As every year on 8th June, it is World Ocean Day, which stresses the key role the oceans play in our existence, the fundamental place they occupy in our ecosystem and the threats that human activities represent...
In the context of this day supported by the IMOCA class, the latter has just signed an agreement showing their support for the Appeal for the ocean to be seen as a common good of mankind (Ocean As Common) launched a year ago by the French sailor, Catherine Chabaud.
The IMOCA class, some of the skippers of which have signed up personally to measures in support of environmental causes, will shortly be issuing a programme of concrete measures, involving many people involved in acting more responsibly and showing greater respect for the environment.

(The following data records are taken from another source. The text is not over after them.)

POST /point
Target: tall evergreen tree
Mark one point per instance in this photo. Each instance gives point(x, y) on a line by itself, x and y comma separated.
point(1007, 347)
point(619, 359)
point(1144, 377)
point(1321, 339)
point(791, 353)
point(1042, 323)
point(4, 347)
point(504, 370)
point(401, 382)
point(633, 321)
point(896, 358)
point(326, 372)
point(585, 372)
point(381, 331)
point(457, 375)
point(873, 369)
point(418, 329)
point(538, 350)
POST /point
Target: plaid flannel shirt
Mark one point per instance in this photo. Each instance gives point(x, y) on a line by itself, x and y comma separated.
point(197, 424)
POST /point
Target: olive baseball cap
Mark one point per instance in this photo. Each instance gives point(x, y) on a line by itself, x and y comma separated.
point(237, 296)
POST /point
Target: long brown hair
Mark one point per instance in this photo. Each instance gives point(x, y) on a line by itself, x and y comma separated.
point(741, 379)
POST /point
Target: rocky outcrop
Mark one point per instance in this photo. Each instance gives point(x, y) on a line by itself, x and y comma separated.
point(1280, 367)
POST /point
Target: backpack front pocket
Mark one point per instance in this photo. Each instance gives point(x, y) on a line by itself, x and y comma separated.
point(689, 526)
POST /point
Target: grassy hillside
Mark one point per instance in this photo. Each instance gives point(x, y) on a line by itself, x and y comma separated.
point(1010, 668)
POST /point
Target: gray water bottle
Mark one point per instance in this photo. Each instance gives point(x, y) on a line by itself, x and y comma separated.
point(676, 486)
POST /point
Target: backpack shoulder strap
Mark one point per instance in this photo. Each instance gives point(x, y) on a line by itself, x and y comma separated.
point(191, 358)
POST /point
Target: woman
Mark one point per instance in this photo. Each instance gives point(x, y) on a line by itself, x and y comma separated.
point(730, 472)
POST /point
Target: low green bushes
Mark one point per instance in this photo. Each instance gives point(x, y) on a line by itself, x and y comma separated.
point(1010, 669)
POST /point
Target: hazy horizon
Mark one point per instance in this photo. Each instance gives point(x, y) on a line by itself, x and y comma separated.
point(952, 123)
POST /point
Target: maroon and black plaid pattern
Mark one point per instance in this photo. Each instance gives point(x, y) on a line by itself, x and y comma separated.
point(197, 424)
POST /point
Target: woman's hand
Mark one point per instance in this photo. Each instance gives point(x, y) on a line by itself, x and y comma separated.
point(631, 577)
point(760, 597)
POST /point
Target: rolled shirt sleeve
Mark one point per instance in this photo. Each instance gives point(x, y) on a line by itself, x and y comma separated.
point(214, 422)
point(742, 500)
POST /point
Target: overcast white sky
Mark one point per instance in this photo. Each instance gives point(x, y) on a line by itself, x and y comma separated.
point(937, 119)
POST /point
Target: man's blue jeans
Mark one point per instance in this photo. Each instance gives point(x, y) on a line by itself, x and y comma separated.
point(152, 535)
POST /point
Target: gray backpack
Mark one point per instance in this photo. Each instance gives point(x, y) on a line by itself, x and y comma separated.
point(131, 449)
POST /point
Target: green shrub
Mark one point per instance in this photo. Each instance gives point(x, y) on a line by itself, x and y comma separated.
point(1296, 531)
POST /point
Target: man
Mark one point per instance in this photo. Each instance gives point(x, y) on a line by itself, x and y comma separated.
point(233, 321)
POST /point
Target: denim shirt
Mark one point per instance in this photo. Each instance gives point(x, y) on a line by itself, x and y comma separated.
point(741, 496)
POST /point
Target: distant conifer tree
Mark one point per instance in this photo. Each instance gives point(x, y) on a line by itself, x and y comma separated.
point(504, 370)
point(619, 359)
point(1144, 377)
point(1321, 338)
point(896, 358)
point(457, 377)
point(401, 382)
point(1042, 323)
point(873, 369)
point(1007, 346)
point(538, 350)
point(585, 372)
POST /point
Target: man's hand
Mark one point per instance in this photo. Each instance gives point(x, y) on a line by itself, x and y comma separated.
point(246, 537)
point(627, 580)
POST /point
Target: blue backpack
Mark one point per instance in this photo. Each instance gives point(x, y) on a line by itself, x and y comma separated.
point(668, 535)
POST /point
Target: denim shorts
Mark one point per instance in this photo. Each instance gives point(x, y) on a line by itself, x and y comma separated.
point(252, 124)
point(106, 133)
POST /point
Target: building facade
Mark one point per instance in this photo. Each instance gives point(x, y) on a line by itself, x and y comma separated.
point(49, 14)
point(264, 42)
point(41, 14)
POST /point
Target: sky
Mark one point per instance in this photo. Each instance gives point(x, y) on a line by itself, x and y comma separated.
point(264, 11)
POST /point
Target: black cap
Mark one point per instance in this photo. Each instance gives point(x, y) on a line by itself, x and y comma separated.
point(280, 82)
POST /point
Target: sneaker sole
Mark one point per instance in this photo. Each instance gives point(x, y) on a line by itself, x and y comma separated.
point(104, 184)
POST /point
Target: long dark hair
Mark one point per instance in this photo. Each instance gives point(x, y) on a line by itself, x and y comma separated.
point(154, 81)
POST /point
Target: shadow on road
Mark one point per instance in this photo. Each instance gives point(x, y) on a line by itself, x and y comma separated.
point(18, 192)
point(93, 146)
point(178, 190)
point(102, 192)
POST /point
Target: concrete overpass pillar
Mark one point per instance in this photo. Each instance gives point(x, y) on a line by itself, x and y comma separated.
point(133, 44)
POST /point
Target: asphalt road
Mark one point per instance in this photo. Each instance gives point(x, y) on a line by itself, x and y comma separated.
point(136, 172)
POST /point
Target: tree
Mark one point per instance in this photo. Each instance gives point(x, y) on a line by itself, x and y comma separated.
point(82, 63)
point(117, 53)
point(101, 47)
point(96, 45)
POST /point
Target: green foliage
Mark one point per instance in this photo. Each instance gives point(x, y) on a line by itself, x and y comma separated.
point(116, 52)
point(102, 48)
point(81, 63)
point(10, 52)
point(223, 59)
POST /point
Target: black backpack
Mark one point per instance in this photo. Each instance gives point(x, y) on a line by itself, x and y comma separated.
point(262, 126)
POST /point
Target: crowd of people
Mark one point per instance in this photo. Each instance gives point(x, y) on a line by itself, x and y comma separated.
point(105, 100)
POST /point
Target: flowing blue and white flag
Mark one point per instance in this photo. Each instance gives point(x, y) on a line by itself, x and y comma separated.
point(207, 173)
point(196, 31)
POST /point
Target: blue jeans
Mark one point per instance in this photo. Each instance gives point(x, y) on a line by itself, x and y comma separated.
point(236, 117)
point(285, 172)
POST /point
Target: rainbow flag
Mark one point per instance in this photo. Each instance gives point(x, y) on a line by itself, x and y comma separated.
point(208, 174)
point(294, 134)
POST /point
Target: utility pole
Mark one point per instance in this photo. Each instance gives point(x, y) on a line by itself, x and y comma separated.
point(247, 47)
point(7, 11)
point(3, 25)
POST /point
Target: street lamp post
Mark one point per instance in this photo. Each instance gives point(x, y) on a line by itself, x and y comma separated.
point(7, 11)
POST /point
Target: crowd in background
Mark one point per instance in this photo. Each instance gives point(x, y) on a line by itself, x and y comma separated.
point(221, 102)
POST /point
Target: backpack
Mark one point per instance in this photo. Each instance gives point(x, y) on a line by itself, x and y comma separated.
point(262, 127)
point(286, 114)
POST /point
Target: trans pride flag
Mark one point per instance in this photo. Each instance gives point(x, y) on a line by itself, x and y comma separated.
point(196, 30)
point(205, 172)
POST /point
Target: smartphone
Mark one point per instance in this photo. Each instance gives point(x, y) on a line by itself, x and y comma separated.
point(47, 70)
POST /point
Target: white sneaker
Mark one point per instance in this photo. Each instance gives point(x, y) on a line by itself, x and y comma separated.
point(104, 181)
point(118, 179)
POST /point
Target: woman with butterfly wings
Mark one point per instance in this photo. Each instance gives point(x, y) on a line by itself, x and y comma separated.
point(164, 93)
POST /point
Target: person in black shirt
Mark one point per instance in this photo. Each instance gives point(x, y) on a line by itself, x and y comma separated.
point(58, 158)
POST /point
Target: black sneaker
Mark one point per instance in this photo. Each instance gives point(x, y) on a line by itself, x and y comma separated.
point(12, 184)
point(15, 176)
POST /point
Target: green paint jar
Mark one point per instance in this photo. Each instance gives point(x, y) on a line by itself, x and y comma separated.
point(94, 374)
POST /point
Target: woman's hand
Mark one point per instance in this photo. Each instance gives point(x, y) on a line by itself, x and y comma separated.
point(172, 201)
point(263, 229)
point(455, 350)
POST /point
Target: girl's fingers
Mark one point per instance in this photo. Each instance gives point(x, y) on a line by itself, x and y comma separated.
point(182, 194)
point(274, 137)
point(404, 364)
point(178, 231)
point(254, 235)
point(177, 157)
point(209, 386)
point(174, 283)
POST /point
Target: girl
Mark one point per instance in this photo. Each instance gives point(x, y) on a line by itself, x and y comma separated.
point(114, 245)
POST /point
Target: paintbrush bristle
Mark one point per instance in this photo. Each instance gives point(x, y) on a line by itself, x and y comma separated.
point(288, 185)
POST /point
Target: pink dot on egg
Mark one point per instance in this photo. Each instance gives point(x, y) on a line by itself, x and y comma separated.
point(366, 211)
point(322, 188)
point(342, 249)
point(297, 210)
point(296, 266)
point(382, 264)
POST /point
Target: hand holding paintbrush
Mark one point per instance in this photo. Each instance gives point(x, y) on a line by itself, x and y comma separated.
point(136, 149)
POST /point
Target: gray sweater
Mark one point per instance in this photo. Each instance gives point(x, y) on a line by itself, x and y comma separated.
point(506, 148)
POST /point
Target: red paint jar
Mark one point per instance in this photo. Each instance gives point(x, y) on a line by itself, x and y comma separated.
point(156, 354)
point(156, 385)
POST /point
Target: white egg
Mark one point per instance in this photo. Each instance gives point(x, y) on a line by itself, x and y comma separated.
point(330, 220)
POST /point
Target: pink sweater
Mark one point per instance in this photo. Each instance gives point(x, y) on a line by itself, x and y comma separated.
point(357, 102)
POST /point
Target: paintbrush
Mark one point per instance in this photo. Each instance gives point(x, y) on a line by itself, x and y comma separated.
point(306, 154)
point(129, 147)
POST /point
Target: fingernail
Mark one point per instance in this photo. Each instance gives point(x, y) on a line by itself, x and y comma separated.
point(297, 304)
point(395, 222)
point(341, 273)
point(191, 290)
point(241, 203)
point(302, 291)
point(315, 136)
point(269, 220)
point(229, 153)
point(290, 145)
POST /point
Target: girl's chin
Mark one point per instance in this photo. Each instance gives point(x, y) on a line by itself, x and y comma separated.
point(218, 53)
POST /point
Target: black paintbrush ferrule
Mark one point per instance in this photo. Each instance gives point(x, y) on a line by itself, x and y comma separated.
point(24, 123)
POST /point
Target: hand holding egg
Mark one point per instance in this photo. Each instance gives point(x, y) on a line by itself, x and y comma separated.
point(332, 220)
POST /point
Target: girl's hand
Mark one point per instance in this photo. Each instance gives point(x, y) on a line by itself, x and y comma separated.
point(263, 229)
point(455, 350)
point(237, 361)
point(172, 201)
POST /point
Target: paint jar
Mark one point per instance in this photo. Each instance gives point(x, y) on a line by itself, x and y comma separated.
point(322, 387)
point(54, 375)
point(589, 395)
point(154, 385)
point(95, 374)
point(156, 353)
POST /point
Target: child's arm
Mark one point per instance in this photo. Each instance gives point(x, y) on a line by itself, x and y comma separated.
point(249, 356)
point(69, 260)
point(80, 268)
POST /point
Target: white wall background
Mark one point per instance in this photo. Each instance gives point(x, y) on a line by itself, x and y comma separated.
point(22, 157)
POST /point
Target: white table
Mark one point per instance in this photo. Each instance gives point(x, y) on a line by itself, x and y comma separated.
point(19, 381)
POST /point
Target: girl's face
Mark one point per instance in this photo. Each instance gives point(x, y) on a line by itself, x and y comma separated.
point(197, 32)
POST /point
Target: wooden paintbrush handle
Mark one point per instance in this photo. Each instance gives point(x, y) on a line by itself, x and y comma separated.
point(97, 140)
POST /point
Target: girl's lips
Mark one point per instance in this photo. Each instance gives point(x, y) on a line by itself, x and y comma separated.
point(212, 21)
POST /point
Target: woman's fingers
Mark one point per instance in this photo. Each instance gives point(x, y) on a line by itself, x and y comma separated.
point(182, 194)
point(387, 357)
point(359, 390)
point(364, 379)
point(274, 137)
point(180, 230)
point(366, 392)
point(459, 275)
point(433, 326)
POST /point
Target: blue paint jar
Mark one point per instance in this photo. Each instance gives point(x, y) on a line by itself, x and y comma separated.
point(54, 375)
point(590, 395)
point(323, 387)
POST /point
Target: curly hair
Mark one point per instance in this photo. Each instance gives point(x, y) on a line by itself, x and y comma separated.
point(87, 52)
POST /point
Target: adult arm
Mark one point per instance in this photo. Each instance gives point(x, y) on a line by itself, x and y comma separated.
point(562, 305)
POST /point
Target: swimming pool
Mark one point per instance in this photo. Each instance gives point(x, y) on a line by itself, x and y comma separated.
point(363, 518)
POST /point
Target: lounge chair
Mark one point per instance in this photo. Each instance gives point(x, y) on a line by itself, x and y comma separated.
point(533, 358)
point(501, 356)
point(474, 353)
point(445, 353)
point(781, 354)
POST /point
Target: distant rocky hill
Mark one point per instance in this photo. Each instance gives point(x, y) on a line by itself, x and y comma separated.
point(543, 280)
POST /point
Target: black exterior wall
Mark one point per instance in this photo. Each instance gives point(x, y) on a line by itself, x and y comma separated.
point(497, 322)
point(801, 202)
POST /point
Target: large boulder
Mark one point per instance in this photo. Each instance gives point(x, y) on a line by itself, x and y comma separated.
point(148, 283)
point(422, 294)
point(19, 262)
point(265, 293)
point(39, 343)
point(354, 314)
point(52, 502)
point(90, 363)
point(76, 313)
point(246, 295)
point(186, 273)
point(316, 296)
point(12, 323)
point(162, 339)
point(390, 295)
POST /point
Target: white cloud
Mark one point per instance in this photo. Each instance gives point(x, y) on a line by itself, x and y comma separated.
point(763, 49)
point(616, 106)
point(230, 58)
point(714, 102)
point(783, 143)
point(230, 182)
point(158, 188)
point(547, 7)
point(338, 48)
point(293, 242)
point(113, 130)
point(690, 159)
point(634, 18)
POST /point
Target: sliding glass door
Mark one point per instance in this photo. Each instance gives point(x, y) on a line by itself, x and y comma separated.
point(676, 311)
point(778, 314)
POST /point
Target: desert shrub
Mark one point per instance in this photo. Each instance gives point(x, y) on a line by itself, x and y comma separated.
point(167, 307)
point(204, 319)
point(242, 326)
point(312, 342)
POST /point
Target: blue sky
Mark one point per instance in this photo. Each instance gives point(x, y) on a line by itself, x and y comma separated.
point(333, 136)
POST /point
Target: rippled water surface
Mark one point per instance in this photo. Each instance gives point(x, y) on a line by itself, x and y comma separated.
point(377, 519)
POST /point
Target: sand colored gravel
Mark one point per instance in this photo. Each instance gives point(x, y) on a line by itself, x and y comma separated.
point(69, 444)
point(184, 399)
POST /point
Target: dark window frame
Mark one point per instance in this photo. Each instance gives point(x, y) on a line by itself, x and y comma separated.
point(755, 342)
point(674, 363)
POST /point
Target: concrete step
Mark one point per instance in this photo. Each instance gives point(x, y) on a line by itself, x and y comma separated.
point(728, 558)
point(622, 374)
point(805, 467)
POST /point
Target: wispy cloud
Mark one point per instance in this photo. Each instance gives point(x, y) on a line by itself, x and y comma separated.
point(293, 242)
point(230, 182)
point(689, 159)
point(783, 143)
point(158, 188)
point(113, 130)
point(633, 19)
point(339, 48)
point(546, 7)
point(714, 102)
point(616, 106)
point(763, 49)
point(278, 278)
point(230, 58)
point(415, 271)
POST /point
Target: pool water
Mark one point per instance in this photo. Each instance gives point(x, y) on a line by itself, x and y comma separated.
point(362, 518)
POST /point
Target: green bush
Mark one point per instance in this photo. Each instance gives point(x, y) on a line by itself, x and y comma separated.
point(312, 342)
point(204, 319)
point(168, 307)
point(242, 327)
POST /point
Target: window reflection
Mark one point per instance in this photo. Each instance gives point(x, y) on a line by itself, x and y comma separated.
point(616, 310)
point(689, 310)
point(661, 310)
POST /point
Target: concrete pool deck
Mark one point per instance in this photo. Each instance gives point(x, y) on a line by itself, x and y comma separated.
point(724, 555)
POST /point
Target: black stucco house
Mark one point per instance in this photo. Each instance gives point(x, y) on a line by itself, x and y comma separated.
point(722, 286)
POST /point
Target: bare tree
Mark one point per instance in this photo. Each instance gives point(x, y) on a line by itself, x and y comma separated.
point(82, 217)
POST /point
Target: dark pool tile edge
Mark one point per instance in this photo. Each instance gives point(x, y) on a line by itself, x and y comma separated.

The IMOCA class continues to support the Ocean As Common project
For a year now, the IMOCA class has been supporting the Appeal for the Ocean to be seen as a common good for mankind (www.OceanAsCommon.org), which was launched on 8th June 2018 during the Monaco Globe Series. To make this partnership official, the Class has just signed an agreement with Ocean As Common expressing their support of its message and carrying out concrete policies at IMOCA events. As during the Guyader Grand Prix that was held in May, the measures within the Ocean As Common programme will be stepped up this year and will be seen at various events, including the exhibition “The Sea XXL” in Nantes, the Azimut Challenge in Lorient, and the Transat Jacques Vabre in Le Havre. Next year, Ocean As Common will be involved in several major IMOCA events including The Transat, the New York-Vendée and the Vendée Globe.
IMOCA skippers committed to protecting the ocean
Sailors, particularly when sailing around the world relying on wind power, have been able to witness for themselves the impact of man on his environment. They are vital observers and legitimate ambassadors for the preservation of the oceans and the sustainability of the natural environment in which they live and work. Some of them have developed sustainable development programmes and go even further placing the protection of the oceans at the heart of their projects, whether they are scientific or educational.
With his project “Time For Oceans,” Stéphane Le Diraison wants to stress that the preservation of the oceans should concern everyone. He invites us all to take part on our own level (citizens, businesses, leaders). Winner of the 2018 Route du Rhum, Paul Meilhat is at the vanguard of the movement underlining what is at stake in terms of the environment, particularly in his role as ambassador for the Surfrider Foundation Europe. German sailor, Boris Herrmann has fitted solar panels and very efficient hydrogenerators which should supply him with 100 % of the energy required without ever using his engine. “It is a great symbol trying to complete the round the world voyage without using a drop of diesel,” declared Boris, who is also taking a mini oceanographic lab aboard with him and has come up with an educational programme, “My Ocean Challenge,” which is aimed at children between the ages of 8 and 12. As for Alexia Barrier, she set up the 4myplanet project, which has made available an educational kit about the oceans (for primary and secondary schools) and is also committed to working on scientific and technological schemes linked to environmental protection.
The IMOCA skippers state their case in the “NAVIGUER ÉCOLOGIQUE” (How to sail ecologically) book
Published a few weeks ago, the book "Naviguer Écologique" by Rachel Moreau, who was one of the authors of the Appeal for the ocean to be seen as a commoon good for mankind, deals with eco-friendly ways of sailing, as we look at the future of the ocean and our planet. This guide offers several rules and recommends certain measures to reduce the human impact. It features statements by IMOCA skippers, such as Paul Meilhat, Alexia Barrier, Loick Peyron, Alan Roura and Vincent Riou, who is also signed up with the WWF: "If I can bring along my vision showing the importance of sustainable fishing, the interest in developing protected maritime zones or if I can make the public more aware of plastic pollution in our oceans, it will give my ocean racing project a real meaning."